- Global Voices - https://globalvoices.org -

Russian Online Service Asks Women to Pay to Remind Their Boyfriends to Buy Them Flowers

Categories: Eastern & Central Europe, Russia, Arts & Culture, Economics & Business, Women & Gender, RuNet Echo
Image edited by Kevin Rothrock.

Image edited by Kevin Rothrock.

Visitors to Russia’s new “I Want Flowers” service [1] are greeted with the following question: “Has it been a while since your boyfriend gave you flowers?” The website then assures its audience that it can help. Before explaining how, it offers four explanations for why boyfriends don’t gift their ladies flowers: he’s too busy, he doesn’t think it matters to women, he thinks flowers are a waste of money, or he thinks flowers are only necessary on holidays.

With this brainstorming out of the way, “I Want Flowers” explains what it does: it doesn’t send anyone flowers, it spams targeted social media accounts with advertisements about buying flowers for their girlfriends.

“Using modern Internet-advertising tools,” the website says, ”we delicately remind your boyfriend that it’s been some time since he’s gifted any flowers, and point out that flowers are important to women.”

Customers can buy three different tiers of “reminders,” ranging from 50 rubles (about $0.75) to 150 rubles ($2.20), spending more cash for bigger, more intrusive advertisements. Along with the payment, all the service needs is a link to the boyfriend’s account on Vkontakte, and the automated romance takes over from there.

“Drop the boyfriend a hint,” reads the main button. Image: I Want Flowers service website. [1]

“Drop the boyfriend a hint,” reads the main button. Image: I Want Flowers service website.

According to the news site TJournal [2], the service launched in late January. It’s headed by the marketing agency AddZIP, which is based in St. Petersburg and Veliky Novgorod. The agency told TJournal that the website is an entirely commercial project that’s already generating revenue. AddZIP says it’s planning similar services, directed at both boyfriends and girlfriends, designed to remind partners to perform various acts for one another. (There doesn’t appear to be any talk of appealing to same-sex couples.)

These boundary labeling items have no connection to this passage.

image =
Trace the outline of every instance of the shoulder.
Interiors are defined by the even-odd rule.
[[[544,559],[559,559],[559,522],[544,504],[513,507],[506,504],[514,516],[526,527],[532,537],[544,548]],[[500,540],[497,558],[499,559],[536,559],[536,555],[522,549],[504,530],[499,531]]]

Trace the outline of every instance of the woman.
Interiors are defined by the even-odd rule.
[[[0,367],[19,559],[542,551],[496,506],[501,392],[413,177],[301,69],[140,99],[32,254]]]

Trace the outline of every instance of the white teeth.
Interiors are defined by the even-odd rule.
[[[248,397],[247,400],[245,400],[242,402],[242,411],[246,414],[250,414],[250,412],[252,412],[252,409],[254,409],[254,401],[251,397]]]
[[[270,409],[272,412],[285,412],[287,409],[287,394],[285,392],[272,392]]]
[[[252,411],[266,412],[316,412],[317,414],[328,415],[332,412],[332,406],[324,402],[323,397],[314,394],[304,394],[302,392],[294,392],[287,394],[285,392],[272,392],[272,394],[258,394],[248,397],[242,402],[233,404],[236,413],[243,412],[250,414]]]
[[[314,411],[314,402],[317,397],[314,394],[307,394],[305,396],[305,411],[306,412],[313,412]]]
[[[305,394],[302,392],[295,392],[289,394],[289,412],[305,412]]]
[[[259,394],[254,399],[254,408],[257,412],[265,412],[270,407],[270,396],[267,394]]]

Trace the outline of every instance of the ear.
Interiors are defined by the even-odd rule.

Some Vkontakte users have indeed taken notice of the service, though not all women are jumping at the chance to spend money on Internet ads meant to improve their relationships. For example, Elena Ochkova wrote [3] [post is now hidden] about the “I Want Flowers” website on her Vkontakte page, “I’d rather just buy myself some little tulips than waste money on this pointless, demeaning crap. No?”